Pumpkin patches have sprung up across Columbia County and families are in search of the perfect pumpkin. But what constitutes the perfect pumpkin?
“In making a selection of pumpkins, I first consider where I will use the pumpkins,” said master gardener Mary Louise Hagler. “Will I put it on the dining room table, outside for jack-o-lanterns or to fill a vintage garden urn? Check all sides of the pumpkin to make sure it is damage free.”
In the United States, an estimated 99 percent of pumpkins are used for jack-o-lanterns. Selecting the right pumpkin for carving is fairly easy, according to Hagler.
The pumpkin shouldn’t have any soft spots. Those indicate that the pumpkin is rotting. Cracks and splits are also to be avoided. Pumpkins that have holes in them may indicate insect problems and should be left at the patch.

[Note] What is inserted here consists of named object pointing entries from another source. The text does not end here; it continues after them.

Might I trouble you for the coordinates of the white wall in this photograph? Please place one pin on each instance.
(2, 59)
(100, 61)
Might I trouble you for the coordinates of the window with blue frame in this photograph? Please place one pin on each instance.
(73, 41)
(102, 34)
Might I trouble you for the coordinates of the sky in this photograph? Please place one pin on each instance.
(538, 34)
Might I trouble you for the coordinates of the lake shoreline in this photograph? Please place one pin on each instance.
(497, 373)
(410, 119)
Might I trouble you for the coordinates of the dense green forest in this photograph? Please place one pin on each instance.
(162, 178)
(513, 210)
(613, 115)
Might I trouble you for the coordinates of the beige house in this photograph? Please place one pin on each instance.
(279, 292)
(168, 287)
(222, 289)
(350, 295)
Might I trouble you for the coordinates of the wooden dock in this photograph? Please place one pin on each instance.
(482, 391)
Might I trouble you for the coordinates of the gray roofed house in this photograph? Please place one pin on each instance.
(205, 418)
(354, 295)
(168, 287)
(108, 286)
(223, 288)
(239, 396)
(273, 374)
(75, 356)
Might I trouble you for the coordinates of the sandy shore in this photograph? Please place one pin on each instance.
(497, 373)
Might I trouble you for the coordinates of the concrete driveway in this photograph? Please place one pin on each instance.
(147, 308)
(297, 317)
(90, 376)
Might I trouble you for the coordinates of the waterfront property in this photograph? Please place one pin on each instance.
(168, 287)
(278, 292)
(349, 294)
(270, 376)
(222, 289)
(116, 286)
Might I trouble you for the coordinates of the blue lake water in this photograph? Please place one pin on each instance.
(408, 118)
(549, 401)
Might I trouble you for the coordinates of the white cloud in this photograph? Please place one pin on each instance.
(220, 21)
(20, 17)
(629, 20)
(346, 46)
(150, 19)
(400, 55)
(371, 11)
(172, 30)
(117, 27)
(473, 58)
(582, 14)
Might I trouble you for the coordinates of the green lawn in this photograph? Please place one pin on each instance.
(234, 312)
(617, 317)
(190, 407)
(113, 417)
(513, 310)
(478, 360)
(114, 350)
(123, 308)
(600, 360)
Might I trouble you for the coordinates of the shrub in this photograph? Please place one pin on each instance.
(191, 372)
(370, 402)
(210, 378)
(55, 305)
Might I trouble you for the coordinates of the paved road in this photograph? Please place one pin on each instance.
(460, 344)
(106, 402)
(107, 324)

Hagler, who grows pumpkins at her country garden in Burke County, said most pumpkins will last through Thanksgiving if they are not carved.
“Once carved, though, they usually become victim to rotting,” she said.
It’s also best to know what design you’ll want to carve into the pumpkin when making a selection.
“Jack-o-lanterns or easy-to-carve pumpkins are all over,” said Hagler. “They are a deep orange, smooth and have very little unique variation.”
For those looking for pumpkins to cook with, one local expert has her own tips for picking the best.
“The size of the pumpkin you buy will depend on your needs,” said Betty English, family consumer sciences agent for Columbia and Richmond counties. “When picking your pumpkin, you want to make sure there is no damage to the rind. You want a good quality outer shell.’’
Pumpkins used for cooking should have a rich orange color and can be stored up to a month in a cool, dry and dark place. Once a pumpkin is cut, it should be stored in the refrigerator and used within three to five days.
“Pumpkin has great nutritional value,” said English. “It contains vitamins A and C, some B vitamins and trace amounts of iron and calcium.”